For one, node.js is nothing more than a library of javascript functions that a server will selectively deliver to ANY web browser for running a web page. A large percentage of web pages utilize node.js an work just fine in any Apple web browser whether it be Apple's own Safari, Google Chrome, Microsoft Edge, etc. and on any Mac be it Intel or Apple Silicon. As a matter of fact, I have just completed a project for a web page that used node.js!!!!
And for Visual Studio code, I am using it just fine on my M1 MacBook Air and it is native Apple Silicon code!!!!!!!!!
satcomer wrote:
Java is NOT compatible on Modern Mac (all silicon)!
You don't know what you're talking about.
Java is a programming language. One that's designed specifically to have very few implementation dependencies, meant to let programmers "write once, run anywhere." There's nothing saying that you cannot implement it on an Apple-Silicon-based Mac.

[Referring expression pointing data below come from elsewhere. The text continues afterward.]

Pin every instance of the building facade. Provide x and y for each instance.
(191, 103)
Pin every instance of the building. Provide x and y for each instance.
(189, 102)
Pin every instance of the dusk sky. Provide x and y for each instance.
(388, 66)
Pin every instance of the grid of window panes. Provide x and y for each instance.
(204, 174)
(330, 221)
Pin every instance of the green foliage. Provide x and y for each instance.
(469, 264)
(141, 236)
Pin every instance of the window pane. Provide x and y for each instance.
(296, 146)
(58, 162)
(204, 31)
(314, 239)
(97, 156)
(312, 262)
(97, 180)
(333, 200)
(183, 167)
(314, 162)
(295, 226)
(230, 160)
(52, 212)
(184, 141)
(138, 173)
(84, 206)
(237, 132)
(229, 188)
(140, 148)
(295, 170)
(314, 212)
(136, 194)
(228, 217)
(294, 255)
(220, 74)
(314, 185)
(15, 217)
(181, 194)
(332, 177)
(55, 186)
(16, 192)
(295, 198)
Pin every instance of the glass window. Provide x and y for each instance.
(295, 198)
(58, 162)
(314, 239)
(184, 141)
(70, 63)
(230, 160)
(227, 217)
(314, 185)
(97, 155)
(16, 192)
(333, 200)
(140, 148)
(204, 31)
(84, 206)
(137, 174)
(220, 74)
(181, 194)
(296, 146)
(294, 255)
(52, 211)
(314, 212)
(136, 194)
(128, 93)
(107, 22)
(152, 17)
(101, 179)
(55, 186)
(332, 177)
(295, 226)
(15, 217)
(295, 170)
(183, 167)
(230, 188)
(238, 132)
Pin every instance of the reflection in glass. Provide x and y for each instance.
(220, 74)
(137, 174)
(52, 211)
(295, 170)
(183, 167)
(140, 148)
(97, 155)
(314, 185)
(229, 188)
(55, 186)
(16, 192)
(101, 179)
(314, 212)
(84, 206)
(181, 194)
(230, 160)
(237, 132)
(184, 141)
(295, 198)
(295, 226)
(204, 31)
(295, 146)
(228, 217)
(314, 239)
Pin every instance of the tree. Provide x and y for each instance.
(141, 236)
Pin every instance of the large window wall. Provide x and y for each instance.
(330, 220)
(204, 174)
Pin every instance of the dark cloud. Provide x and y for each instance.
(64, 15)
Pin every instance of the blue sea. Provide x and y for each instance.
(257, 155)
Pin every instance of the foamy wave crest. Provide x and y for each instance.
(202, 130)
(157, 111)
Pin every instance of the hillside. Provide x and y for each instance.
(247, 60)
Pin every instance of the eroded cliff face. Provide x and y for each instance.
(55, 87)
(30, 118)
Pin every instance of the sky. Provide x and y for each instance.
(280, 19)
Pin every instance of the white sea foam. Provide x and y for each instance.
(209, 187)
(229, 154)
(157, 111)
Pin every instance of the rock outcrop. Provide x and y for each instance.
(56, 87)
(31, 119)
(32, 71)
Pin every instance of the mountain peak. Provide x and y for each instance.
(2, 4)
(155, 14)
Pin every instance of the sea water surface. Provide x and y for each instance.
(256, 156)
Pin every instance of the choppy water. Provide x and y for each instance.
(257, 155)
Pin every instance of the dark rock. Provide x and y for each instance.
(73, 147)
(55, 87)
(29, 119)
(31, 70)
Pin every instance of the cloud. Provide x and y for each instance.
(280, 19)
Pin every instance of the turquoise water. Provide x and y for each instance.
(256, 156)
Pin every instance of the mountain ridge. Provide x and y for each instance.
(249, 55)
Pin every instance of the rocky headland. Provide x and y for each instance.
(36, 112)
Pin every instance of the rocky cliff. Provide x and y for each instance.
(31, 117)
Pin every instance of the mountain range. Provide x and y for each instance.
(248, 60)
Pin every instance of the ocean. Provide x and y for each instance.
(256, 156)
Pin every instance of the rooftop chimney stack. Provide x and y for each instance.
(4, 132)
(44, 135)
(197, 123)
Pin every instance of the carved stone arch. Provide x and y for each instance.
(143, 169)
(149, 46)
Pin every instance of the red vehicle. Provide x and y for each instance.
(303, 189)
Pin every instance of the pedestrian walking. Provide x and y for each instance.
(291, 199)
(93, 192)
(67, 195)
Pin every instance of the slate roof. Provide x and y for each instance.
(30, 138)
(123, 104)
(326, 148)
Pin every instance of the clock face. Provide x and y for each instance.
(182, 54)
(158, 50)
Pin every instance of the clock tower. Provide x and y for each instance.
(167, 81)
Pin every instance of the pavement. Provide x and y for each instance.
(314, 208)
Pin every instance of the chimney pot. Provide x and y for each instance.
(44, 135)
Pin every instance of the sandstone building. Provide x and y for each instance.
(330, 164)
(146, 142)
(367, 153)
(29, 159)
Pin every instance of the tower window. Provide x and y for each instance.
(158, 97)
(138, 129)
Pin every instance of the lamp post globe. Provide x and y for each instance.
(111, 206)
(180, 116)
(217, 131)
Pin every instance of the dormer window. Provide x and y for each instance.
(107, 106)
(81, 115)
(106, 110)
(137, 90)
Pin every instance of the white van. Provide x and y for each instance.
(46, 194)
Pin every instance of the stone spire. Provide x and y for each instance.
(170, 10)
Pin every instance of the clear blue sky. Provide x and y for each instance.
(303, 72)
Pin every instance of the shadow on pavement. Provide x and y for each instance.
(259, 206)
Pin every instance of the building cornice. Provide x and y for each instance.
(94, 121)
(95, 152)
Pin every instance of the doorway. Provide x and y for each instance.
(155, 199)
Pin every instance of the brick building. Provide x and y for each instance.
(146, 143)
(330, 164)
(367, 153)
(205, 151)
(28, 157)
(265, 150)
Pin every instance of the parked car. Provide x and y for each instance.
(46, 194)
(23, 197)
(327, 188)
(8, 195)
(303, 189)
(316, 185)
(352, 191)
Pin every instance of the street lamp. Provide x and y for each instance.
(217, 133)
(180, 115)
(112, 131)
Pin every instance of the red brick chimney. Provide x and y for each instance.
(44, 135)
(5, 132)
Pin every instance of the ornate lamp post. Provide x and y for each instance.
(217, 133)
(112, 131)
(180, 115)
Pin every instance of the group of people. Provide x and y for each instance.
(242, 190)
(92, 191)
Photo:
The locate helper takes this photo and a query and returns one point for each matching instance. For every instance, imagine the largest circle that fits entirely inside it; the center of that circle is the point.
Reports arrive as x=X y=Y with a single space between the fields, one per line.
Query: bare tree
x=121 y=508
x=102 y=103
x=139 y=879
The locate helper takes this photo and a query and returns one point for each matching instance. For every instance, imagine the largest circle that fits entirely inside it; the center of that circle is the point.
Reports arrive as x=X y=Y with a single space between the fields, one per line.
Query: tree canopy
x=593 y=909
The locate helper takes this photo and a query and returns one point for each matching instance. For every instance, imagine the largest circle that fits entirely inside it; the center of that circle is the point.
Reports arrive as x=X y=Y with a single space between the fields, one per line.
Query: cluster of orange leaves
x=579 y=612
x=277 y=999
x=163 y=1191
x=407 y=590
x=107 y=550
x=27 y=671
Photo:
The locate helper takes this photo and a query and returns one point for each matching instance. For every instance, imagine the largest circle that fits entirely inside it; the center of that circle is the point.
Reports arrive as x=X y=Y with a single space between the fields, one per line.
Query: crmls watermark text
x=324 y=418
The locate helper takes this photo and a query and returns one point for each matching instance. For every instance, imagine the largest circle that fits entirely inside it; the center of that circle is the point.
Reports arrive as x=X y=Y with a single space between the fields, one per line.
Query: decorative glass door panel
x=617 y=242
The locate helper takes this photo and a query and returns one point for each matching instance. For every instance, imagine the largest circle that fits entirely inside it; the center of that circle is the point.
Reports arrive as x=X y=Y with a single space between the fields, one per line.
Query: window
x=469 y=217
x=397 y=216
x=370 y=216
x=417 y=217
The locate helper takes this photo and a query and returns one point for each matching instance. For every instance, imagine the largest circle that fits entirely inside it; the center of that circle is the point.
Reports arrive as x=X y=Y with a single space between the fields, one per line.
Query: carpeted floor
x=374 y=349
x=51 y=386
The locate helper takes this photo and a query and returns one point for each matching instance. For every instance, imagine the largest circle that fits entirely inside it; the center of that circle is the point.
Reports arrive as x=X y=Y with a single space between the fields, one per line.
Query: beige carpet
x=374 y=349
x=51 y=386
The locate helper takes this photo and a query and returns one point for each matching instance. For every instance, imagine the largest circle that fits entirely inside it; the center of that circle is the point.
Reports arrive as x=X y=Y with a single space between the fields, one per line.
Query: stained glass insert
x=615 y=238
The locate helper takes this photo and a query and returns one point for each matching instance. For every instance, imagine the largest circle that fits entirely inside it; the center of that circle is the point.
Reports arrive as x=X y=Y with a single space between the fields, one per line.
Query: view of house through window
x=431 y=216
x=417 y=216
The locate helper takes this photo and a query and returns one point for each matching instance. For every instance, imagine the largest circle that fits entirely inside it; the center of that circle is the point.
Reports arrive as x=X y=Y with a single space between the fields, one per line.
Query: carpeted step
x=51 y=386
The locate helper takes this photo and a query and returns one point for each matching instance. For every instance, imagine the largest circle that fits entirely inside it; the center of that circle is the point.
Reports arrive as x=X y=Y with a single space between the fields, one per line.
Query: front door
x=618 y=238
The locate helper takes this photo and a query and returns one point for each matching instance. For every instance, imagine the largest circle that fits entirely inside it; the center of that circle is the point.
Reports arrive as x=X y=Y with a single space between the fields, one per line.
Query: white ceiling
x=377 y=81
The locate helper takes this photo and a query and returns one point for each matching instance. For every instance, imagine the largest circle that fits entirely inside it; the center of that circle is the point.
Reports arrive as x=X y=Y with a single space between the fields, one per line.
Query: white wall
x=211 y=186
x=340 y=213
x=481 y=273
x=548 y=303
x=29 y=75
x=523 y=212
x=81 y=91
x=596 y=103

Oracle provides JDK 17, 21, and 22 implementations both for Intel (x64) Macs and for Apple Silicon (ARM64) ones. You just have to select the right implementation for your machine.
Like the security flaw in BSD Unix that was over 25 years old before it was discovered.
https://www.zdnet.com/article/25-year-old-bsd-bug-found-and-fixed/
“Researchers have discovered a new unpatchable security flaw that can break encryption on the best MacBooks if exploited by an attacker.
As reported by 9To5Mac, this recently discovered vulnerability affects every Mac running Apple silicon including the company’s M1, M2 and M3 chips. To make matters worse, the flaw is present in the architecture of these chips which means there’s no way for Apple to fix it outright”
Apple doesn't confirm, or even talk about any security projects that may be in the works. Often, they don't even announce a fix when it's released. They just quietly become part of the next OS update.
The M3 chip can enable/disable data-independent timing feature, in which the processor completes certain instructions in a constant amount of time. Software that use Apple cryptographic routines will do this automatically. If apps implement there own cryptographic routines they need to do this themself via the Apple API. Apple updated some dev pages a few days ago timed with the public release of this vulnerability. Enable DIT for constant-time cryptographic operations
Maybe macOS updates are already out that address this for M3.